Our first show at the Red Rocks in Denver got cancelled because it was pouring rain and our “village” set up, where all the organizations set up for the audience to interact with, is outside. Well, all of Red Rocks is outside, but they go on with concerts on stage rain or shine. We hung out at will call where we ended up meeting a group who we had actually been trying to meet up with. They are a group of Native folks and non-native folks who are working to protect sacred land in Oak Flat, Arizona from a mining company that is trying to steal their land from them and destroy it with copper mining. The group is doing a caravan ride cross country to end up in D.C. to petition for their rights. We wanted to promote their work at our table, so we swapped contact info and hung out for a bit in the rain. Read more here.

We also ran into Willie Nelson’s brother in law, who helped a guy jump his car in the will call parking lot.

The next day, we had another show at Red Rocks and although it rained a bit off and on, we still set up and did quite well. Everyone was excited about the Beehive’s posters and we had lots of great conversations. Although I have to mention that the very first person I talked with at the show immediately started talking about chem trails and how the government and corporations were poisoning everyone without any reason. She was very adamant about it, but when I asked which corporations were involved or what chemicals they were spraying in the sky, she had no response, but stayed intensely upset about the whole situation. I wished her luck and she was on her way.  

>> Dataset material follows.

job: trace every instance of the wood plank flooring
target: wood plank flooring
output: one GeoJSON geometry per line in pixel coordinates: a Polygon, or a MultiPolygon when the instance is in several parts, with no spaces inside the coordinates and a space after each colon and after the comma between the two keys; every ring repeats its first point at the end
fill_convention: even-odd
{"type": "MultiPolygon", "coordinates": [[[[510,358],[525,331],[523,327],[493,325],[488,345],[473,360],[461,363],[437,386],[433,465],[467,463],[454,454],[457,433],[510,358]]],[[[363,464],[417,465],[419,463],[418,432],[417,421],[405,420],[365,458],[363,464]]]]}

We were also pretty amazed at how much pot we smelled all over Colorado. We could smell it while we were just driving down the street and it would last for whole blocks. Crane is in the midst of getting all sorts of medical tests done because he got into nursing school and has to get a drug test done next week, so every once in a while he would get really upset and hold his breath and try to air out the car. “If I fail this drug test because I was just visiting Colorado for 3 days, I’m going to be so upset!” I had to laugh but also totally sympathized. It was everywhere.  Especially at the Neil Young show. Obviously.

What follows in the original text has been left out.